Thursday, August 04, 2005

Save the planet... Kill yourself...

... such is the motto of the Church of Euthanasia, a church that believes that in order to save the world, humans should kill themselves. Why you ask? Well, it began with a dream... According to the website, founder Chris Korda had a dream in which an alien known as "The Being" came to him. The alien said he represents the human race in other dimensions and that the earths ecosystem was failing, but the leaders were lying to us about it. Chris then woke up moaning the motto, "Save the planet... Kill yourself". Don't believe me?http://www.churchofeuthanasia.org/history.html

Anyway, this church forbids members to procreate, and it encourages suicide, sodomy, cannibalism, and abortion. By sodomy, they mean drinking your own urine. They encourage you to mix a bit of your morning urine (in the morning, its better apparently) with some juice until you get used to the taste. Now, humans have spent millions of years evolving into what they are now. Liquids go in, piss comes out. Why fuck with that now? It has been that way for many years, and it seems to be working just fine. I trust evolution, and if it says piss comes out, then I think it should come the fuck out. As for cannibalism, well, do I really need to comment? It caused Mad-Cow disease among cattle, and humans are pretty crazy as they are. Nature has a few rules, and one of them is don't eat yourself. Thats not too big of a restriction, is it? Next comes abortion. Now, I'm pro-choice, not pro- abortion. That would mean that any woman having a baby should get an abortion, and well, that would include my mother who did, in fact, bring me into this world. Weather or not thats a good thing is up to you. Ooooo, and remember the alimighty "being" mentioned earlier? Well, we have pictures of him. > http://www.churchofeuthanasia.org/snuffit2/being.html

If a vacuum cleaner from the 1980's is the great intelligent being that represents us in other dimensions, then I wonder how intelligent that new Dyson is. Now, don't think that I'm picking on this religion only. Im only doing it because, well, its just so easy. I could write a similar rant about Christianity, Hinduim, or Islam, but I don't want to die. I figured an army of 10 people wouldn't bother me very much.
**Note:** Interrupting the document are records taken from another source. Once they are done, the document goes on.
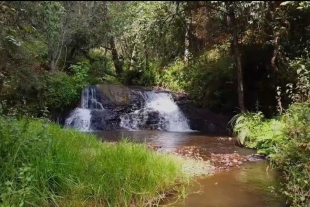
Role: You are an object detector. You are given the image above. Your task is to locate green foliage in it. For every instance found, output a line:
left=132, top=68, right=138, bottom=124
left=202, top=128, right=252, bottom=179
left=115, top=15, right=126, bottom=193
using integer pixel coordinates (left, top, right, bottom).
left=157, top=60, right=186, bottom=92
left=0, top=117, right=187, bottom=206
left=233, top=102, right=310, bottom=207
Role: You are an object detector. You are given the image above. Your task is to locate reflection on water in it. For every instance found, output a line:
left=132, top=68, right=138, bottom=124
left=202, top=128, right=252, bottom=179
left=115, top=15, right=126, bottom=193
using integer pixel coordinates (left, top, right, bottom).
left=163, top=161, right=285, bottom=207
left=96, top=131, right=285, bottom=207
left=96, top=130, right=255, bottom=154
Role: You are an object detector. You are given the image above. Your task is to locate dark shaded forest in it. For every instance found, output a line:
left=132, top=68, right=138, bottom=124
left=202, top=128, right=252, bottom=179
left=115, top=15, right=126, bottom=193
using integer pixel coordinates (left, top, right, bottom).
left=0, top=1, right=310, bottom=206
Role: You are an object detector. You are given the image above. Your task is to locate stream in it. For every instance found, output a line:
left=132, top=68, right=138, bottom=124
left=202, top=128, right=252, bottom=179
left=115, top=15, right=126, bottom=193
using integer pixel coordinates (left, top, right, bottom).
left=65, top=84, right=285, bottom=207
left=96, top=130, right=286, bottom=207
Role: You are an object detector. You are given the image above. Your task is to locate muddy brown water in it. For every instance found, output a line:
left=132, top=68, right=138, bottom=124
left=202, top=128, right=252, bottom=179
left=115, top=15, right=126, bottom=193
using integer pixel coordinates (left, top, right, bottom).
left=96, top=131, right=287, bottom=207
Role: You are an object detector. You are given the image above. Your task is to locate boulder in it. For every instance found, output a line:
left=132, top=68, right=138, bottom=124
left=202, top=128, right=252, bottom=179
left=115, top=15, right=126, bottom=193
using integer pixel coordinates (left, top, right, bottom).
left=90, top=109, right=120, bottom=131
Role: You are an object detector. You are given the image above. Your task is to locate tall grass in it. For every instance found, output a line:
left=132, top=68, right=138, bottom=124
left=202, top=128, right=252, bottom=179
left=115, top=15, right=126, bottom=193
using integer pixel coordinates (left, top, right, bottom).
left=0, top=118, right=188, bottom=207
left=232, top=102, right=310, bottom=207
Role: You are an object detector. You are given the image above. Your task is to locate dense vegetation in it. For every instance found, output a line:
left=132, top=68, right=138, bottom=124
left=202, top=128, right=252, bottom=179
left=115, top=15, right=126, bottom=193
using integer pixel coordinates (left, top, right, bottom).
left=0, top=118, right=196, bottom=206
left=232, top=57, right=310, bottom=207
left=0, top=1, right=310, bottom=206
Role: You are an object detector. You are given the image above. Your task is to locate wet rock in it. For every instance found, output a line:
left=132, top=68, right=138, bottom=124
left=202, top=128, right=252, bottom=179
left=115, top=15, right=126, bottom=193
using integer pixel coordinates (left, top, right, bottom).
left=90, top=110, right=120, bottom=131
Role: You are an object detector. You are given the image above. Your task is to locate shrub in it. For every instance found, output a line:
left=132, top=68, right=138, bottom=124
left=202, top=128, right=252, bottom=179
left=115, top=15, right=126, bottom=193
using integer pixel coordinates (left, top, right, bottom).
left=232, top=102, right=310, bottom=207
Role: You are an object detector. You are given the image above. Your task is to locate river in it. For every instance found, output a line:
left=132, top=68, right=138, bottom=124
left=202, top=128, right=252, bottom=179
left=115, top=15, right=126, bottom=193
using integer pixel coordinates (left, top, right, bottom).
left=96, top=130, right=286, bottom=207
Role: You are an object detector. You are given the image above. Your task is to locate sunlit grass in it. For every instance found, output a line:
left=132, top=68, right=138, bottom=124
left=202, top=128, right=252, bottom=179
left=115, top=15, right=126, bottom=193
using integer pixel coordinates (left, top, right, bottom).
left=0, top=118, right=203, bottom=207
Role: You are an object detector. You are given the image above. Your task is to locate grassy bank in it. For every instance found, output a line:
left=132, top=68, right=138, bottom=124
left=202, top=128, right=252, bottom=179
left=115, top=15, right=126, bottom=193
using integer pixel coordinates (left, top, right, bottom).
left=233, top=102, right=310, bottom=207
left=0, top=118, right=203, bottom=207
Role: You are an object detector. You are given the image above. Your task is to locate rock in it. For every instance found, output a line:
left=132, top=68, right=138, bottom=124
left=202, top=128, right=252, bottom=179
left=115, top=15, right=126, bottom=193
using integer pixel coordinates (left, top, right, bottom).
left=90, top=110, right=120, bottom=131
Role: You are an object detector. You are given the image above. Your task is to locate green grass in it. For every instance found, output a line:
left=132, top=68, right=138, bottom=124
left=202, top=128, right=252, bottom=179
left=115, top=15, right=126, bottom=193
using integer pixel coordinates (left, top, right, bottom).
left=0, top=118, right=194, bottom=207
left=232, top=102, right=310, bottom=207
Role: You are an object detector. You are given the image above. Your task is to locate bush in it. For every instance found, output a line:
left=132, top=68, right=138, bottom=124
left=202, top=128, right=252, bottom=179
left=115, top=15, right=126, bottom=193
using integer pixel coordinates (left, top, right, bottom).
left=232, top=102, right=310, bottom=207
left=0, top=117, right=187, bottom=207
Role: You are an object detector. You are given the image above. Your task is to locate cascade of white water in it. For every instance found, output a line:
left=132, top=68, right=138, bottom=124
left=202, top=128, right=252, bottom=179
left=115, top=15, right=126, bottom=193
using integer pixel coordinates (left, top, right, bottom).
left=65, top=87, right=104, bottom=131
left=120, top=91, right=191, bottom=131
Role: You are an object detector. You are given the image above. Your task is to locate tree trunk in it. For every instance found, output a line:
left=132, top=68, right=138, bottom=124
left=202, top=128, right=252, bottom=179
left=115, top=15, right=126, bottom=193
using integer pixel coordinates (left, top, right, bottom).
left=145, top=48, right=150, bottom=70
left=129, top=44, right=136, bottom=70
left=49, top=58, right=56, bottom=73
left=228, top=11, right=245, bottom=112
left=110, top=37, right=123, bottom=75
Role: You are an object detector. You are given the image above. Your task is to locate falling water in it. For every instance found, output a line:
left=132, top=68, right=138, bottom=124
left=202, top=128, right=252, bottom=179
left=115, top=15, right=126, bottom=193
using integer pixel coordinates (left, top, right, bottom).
left=120, top=91, right=192, bottom=131
left=65, top=87, right=104, bottom=131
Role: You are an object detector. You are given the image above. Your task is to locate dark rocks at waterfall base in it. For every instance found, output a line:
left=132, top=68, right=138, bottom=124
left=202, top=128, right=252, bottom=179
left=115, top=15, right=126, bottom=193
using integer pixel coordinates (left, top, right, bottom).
left=64, top=84, right=229, bottom=135
left=90, top=110, right=120, bottom=131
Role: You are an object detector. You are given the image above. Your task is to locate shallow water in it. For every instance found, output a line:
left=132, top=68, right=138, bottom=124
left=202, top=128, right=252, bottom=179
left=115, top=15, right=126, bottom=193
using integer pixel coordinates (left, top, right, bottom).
left=96, top=131, right=285, bottom=207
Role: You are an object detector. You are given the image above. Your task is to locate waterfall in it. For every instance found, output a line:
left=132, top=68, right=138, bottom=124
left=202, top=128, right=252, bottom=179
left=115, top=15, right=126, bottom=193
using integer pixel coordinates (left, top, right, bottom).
left=65, top=86, right=192, bottom=132
left=65, top=87, right=104, bottom=131
left=120, top=91, right=191, bottom=131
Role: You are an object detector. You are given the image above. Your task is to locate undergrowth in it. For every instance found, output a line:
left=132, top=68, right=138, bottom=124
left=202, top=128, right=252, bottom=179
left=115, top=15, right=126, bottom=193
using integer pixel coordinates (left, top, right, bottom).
left=231, top=102, right=310, bottom=207
left=0, top=117, right=189, bottom=207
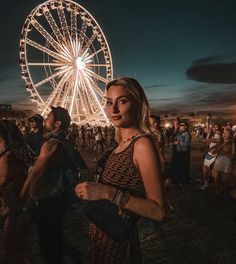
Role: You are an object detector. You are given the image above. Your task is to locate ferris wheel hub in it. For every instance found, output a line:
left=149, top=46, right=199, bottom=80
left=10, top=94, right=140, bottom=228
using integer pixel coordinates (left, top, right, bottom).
left=76, top=57, right=85, bottom=70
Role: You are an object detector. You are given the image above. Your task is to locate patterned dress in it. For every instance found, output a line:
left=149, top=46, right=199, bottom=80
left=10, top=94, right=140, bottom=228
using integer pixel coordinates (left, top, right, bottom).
left=89, top=135, right=148, bottom=264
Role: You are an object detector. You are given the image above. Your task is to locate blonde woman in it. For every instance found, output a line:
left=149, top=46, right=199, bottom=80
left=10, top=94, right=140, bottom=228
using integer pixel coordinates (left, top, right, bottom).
left=76, top=77, right=166, bottom=264
left=212, top=129, right=234, bottom=196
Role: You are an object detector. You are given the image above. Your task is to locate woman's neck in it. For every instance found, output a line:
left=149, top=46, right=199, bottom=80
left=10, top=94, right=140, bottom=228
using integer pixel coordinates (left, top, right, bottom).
left=120, top=128, right=141, bottom=140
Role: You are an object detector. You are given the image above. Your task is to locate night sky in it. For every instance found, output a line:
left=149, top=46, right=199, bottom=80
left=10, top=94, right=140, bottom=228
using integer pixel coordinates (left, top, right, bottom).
left=0, top=0, right=236, bottom=119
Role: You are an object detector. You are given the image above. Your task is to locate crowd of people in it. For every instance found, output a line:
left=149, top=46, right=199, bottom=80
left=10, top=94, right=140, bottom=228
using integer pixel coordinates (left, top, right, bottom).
left=0, top=77, right=236, bottom=264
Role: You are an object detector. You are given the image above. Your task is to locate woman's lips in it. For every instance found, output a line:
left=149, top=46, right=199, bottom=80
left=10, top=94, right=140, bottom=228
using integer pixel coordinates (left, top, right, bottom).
left=111, top=116, right=122, bottom=120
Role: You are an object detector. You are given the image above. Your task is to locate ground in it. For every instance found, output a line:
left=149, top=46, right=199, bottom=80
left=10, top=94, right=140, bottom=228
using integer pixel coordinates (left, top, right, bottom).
left=0, top=137, right=236, bottom=264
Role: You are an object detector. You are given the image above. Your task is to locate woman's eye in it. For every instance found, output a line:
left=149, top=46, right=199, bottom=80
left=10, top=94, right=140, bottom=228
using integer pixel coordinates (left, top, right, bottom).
left=119, top=99, right=128, bottom=104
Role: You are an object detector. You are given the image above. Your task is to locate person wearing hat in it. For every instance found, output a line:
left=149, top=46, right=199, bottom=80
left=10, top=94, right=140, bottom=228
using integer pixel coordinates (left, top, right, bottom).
left=26, top=114, right=43, bottom=165
left=20, top=106, right=71, bottom=264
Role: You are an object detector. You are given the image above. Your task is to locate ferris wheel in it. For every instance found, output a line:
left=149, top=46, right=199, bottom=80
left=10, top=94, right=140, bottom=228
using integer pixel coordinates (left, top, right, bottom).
left=19, top=0, right=113, bottom=125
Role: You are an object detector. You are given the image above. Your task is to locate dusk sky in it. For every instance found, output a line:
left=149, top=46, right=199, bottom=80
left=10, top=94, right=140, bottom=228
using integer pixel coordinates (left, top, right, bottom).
left=0, top=0, right=236, bottom=119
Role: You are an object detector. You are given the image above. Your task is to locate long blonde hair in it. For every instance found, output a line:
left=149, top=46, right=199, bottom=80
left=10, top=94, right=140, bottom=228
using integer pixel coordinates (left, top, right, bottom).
left=106, top=77, right=152, bottom=143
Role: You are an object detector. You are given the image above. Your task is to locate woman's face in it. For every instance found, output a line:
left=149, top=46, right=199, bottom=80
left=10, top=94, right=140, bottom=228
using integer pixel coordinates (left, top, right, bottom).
left=106, top=85, right=138, bottom=128
left=223, top=130, right=230, bottom=139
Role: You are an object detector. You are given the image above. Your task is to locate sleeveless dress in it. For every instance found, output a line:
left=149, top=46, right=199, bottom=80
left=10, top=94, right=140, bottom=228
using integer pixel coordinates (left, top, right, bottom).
left=89, top=135, right=148, bottom=264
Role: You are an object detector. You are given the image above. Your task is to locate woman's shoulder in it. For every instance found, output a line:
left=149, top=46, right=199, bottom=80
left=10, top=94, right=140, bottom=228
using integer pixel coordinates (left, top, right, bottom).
left=134, top=134, right=155, bottom=150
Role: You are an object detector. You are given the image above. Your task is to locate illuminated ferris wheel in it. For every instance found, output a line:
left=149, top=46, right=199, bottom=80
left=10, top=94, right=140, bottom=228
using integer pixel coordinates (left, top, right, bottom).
left=19, top=0, right=113, bottom=125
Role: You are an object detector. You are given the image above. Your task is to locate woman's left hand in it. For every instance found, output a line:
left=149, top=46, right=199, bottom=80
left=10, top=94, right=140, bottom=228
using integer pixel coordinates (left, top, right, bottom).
left=75, top=182, right=113, bottom=200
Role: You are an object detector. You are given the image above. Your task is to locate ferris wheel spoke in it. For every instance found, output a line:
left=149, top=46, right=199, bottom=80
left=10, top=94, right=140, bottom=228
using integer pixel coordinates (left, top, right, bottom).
left=82, top=72, right=107, bottom=119
left=70, top=10, right=77, bottom=40
left=44, top=9, right=66, bottom=43
left=26, top=38, right=68, bottom=61
left=57, top=5, right=71, bottom=40
left=83, top=34, right=97, bottom=50
left=80, top=18, right=88, bottom=47
left=34, top=67, right=71, bottom=88
left=86, top=63, right=110, bottom=67
left=31, top=18, right=61, bottom=53
left=87, top=75, right=104, bottom=98
left=82, top=48, right=103, bottom=60
left=85, top=69, right=108, bottom=84
left=81, top=78, right=97, bottom=113
left=43, top=69, right=71, bottom=114
left=28, top=62, right=69, bottom=67
left=69, top=70, right=79, bottom=115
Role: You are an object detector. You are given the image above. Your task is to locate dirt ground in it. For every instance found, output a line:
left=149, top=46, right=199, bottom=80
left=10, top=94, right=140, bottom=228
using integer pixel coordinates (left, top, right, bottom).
left=0, top=137, right=236, bottom=264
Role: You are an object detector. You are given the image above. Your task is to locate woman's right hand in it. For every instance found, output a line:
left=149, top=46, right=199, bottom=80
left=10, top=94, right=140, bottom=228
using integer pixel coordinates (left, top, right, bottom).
left=75, top=182, right=116, bottom=201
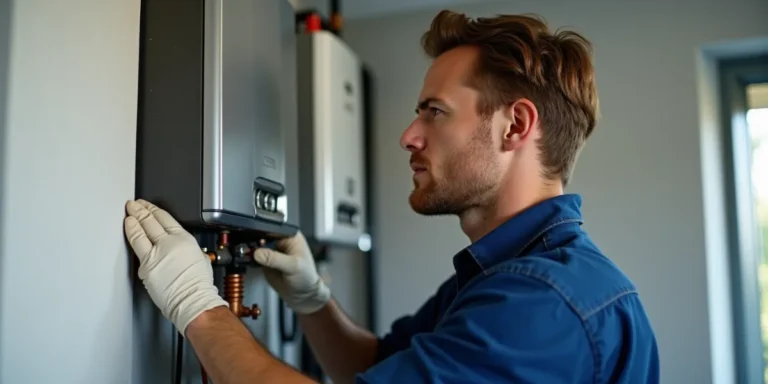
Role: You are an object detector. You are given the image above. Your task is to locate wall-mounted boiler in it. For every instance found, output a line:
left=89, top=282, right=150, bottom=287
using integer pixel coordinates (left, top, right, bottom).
left=137, top=0, right=297, bottom=237
left=297, top=30, right=367, bottom=246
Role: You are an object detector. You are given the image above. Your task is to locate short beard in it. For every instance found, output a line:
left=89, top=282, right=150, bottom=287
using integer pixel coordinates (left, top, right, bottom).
left=408, top=119, right=499, bottom=216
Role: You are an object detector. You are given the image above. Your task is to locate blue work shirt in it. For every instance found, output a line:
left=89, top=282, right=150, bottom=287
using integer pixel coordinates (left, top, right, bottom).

And also, why are fountain drinks so fucking big!?!?!?!? I was at the theatre yesterday, and my friend ordered a large Coke. But guess what, it came with a warning!!! The lady had to tell us that it wouldn't fit in the cupholder!!! I've been going to movies for a long time, and this is the first time that I have ever been somewhere that sells a drink to big for their own cupholders. Not wanting to hold his drink through out Stealth (which, by the way, is without a doubt the worst movie I have ever seen. I would rather dig a hole in my backyard), my friend went and got a medium. Guess what! That didn't fit in the fucking cupholder either!!!! What the hell!!! America is the fattest country in the world, and some people woder why. 2 out of every 3 american adults are either overweight or obese. In 1972, americans spent 3 billion dollars a year on fast food. Today, we spend more than 110 billion. And you wonder why America is so fat. In fact, if left unchecked, obesity will become the number one cause of preventable death in america, even above smoking. Now thats a scary fact. But on a brighter note, at least no one will die of second-hand obesity.

5 Comments:

Anonymous Anonymous said...

the first paragraph was good...then it got too long and i got sleepy. thats only because its 2 am tho, oh well ill read it tommorow. but your blog is quite entertaining

1:42 AM  
Anonymous Anonymous said...

haha yeah great blogs...and i'm never getting a fucking drink at edwards again..

7:00 PM  
Blogger Eon Blue Apocalypse said...

don't click on the link for ching tao's name. only bad things can come of it.

12:34 PM  
Anonymous Anonymous said...

check out my other blogs

3:41 PM  
Blogger Eon Blue Apocalypse said...

Ok, that last one wasn't me. just check where hte link leads to, and if it is anywhere other than my profile, then its not me. david saw his dad's penis.